Ensuite, être tiré au sort, ce n’est pas le lotto. Car quelqu’un tiré au sort aurait le même salaire que dans la vie réelle. Un chômeur toucherait des indemnités de chômage, un riche toucherait son salaire de riche… de 1 euro (des dividendes, ce n’est pas un salaire). La seule chose qu’on leur donnerait en plus serait un logement de fonction (les parlements étant à la capitale, tout le monde ne pourrait se payer un logement décent).
Même plus, si un parlementaire travaillait dans une entreprise, cette dernière bénéficierait du même salaire que le parlementaire afin de faire face pendant 5 ans à sa ressource manquante (ce qui permettrait d’engager un CDD équivalent durant le départ du parlementaire).
Voilà, on aurait une assemblée remplie de gens braves qui connaitraient la vie de tous les jours, de super-riches, de pauvres, mais surtout de monsieur tout le monde. Maintenant, il y a deux questions : quelle est l’étendue de leur pouvoir ? Et que se passe-t-il si le tiré au sort refuse le poste ?
Supposons un citoyen refusant son mandat. Faut-il refaire un tirage au sort ? Je ne crois pas. Je pense même que c’est la pire solution. Non, si le peuple refuse le pouvoir, il n’a qu’à s’en prendre à lui-même.

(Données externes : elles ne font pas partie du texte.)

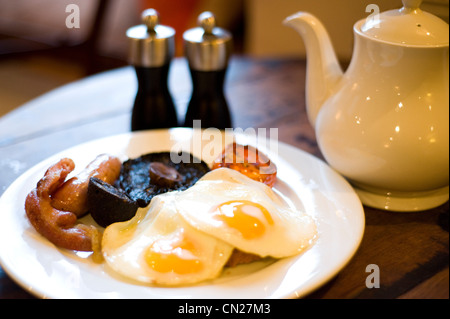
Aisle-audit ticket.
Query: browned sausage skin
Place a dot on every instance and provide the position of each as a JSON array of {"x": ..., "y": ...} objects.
[{"x": 71, "y": 196}]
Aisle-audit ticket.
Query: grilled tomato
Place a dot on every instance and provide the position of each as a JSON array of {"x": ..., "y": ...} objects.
[{"x": 249, "y": 161}]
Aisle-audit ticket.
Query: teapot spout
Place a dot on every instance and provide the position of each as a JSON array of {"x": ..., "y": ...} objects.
[{"x": 323, "y": 70}]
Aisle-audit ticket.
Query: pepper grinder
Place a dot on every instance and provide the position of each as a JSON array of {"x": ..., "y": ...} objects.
[
  {"x": 208, "y": 49},
  {"x": 152, "y": 47}
]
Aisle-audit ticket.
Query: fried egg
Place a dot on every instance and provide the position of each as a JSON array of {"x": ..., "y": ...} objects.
[
  {"x": 158, "y": 246},
  {"x": 246, "y": 214}
]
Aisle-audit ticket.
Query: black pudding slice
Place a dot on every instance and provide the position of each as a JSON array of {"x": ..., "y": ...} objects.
[
  {"x": 135, "y": 177},
  {"x": 108, "y": 204}
]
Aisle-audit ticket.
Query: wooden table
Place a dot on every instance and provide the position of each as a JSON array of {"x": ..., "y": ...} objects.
[{"x": 411, "y": 249}]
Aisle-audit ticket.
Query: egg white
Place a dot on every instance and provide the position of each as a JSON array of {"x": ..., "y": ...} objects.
[
  {"x": 291, "y": 232},
  {"x": 125, "y": 244}
]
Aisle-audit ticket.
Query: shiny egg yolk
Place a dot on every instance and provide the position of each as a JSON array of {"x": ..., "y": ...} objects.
[
  {"x": 247, "y": 217},
  {"x": 175, "y": 255}
]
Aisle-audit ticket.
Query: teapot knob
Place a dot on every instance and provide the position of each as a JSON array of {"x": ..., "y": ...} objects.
[
  {"x": 412, "y": 4},
  {"x": 150, "y": 18}
]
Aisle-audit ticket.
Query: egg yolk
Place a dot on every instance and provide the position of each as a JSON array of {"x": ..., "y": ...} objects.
[
  {"x": 247, "y": 217},
  {"x": 175, "y": 255}
]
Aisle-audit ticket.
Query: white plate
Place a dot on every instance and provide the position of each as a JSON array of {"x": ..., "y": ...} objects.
[{"x": 307, "y": 182}]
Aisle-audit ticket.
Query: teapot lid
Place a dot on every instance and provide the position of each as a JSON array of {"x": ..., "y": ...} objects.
[
  {"x": 151, "y": 44},
  {"x": 408, "y": 26}
]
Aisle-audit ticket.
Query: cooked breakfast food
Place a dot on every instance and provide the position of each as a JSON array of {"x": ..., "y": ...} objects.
[
  {"x": 249, "y": 161},
  {"x": 59, "y": 227},
  {"x": 71, "y": 195},
  {"x": 171, "y": 223},
  {"x": 184, "y": 237},
  {"x": 142, "y": 179},
  {"x": 108, "y": 204}
]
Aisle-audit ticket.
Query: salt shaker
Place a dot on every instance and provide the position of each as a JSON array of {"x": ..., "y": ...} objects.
[
  {"x": 208, "y": 49},
  {"x": 152, "y": 48}
]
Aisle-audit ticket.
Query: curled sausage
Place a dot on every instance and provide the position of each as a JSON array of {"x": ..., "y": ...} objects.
[
  {"x": 72, "y": 195},
  {"x": 59, "y": 227}
]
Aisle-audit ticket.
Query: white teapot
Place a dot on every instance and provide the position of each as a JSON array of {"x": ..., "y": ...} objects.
[{"x": 384, "y": 123}]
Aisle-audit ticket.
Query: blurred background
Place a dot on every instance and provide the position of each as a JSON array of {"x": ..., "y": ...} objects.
[{"x": 38, "y": 52}]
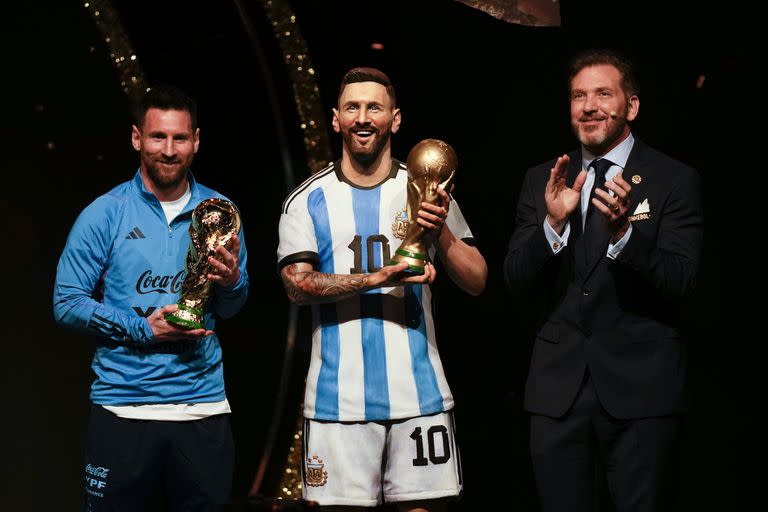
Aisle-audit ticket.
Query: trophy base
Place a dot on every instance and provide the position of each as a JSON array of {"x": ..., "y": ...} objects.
[
  {"x": 186, "y": 318},
  {"x": 414, "y": 260}
]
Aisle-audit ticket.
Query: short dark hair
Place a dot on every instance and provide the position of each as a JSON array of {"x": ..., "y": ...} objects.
[
  {"x": 356, "y": 75},
  {"x": 165, "y": 97},
  {"x": 611, "y": 57}
]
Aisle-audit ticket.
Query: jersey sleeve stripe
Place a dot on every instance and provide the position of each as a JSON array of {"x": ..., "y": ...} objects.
[{"x": 301, "y": 188}]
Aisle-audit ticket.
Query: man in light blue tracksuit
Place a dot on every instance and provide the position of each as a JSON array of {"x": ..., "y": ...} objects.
[{"x": 160, "y": 414}]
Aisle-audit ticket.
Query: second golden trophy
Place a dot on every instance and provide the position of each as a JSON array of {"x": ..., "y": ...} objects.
[
  {"x": 214, "y": 223},
  {"x": 431, "y": 165}
]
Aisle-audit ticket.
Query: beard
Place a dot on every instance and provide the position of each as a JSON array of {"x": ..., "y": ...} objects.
[
  {"x": 165, "y": 178},
  {"x": 597, "y": 139},
  {"x": 366, "y": 155}
]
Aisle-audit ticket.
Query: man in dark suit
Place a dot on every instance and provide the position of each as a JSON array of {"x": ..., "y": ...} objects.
[{"x": 611, "y": 266}]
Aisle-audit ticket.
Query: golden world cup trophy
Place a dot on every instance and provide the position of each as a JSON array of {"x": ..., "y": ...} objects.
[
  {"x": 214, "y": 223},
  {"x": 431, "y": 165}
]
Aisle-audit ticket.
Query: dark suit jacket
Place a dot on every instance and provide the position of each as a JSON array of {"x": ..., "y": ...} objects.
[{"x": 620, "y": 318}]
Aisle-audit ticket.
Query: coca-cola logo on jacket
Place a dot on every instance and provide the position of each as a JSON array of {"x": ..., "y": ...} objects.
[{"x": 156, "y": 283}]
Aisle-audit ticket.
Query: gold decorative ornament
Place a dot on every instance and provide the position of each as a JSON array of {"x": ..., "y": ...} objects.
[
  {"x": 214, "y": 223},
  {"x": 431, "y": 165}
]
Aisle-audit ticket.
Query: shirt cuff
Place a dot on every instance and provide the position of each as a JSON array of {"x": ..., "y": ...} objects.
[{"x": 556, "y": 242}]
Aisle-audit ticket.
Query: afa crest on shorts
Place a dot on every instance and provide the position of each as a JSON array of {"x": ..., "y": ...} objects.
[
  {"x": 315, "y": 473},
  {"x": 400, "y": 226}
]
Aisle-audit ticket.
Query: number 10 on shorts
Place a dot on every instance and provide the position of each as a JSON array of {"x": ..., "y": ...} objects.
[{"x": 436, "y": 440}]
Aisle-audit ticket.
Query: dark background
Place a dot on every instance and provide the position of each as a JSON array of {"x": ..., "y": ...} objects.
[{"x": 494, "y": 90}]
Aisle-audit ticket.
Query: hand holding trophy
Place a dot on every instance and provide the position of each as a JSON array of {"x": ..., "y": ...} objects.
[
  {"x": 431, "y": 165},
  {"x": 214, "y": 223}
]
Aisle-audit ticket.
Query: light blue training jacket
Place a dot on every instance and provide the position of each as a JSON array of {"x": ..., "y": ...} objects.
[{"x": 121, "y": 262}]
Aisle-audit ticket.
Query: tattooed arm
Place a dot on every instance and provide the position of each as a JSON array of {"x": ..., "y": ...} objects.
[{"x": 304, "y": 285}]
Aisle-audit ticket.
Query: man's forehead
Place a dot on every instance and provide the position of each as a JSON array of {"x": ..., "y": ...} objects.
[{"x": 364, "y": 91}]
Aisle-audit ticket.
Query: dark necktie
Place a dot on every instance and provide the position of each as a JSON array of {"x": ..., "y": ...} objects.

Si quelqu’un refuse, alors on organise des élections dans la commune. Et si élection, alors politicien à l’assemblée.
Et leur pouvoir dans tout cela ? Quelle serait le pouvoir d’un parlementaire tiré au sort ou d’un politicien élu ? Le même ? Je ne pense pas.
Je pense que cela serait serait un peu différent suivant le cas. Pour un parlementaire tiré au sort, cela consisterait à dire oui ou non, uniquement (pour ou contre). Le gouvernement proposerait des lois et les parlementaires tirés au sort diraient simplement s’ils sont d’accord ou non. Rien d’autre. Le reste du temps, ils étudieraient les dossiers, il interrogerait les scientifiques, apprendraient les textes afin de savoir les implications du pour et du contre. Et pour garantir encore plus leur indépendance, leur vote serait totalement anonyme.
Et pour les citoyens élus ? Eux, cela serait comme aujourd’hui. Il proposerait des amendements, il prendrait la parole, et bien sûr leur vote serait public (vu qu’ils l’ont choisi).
C’est je pense la meilleur méthode. En gros le principe de mon système de vote préféré. Et pour les gens qui se demandent, oui, on irait voter encore. Mais pas pour le parlement (sauf par désistement du tiré au sort), seulement pour le gouvernement. On voterait pour un premier ministre/président (ou plus globalement un parti), pour ses idées qui iraient défendre devant le parlement tiré au hasard ses propositions de lois.
C’est, pour moi, un des meilleurs systèmes électoraux qui, non pas donnerait plus de pouvoir au peuple, mais rencontrerait plus les désirs de celui-ci.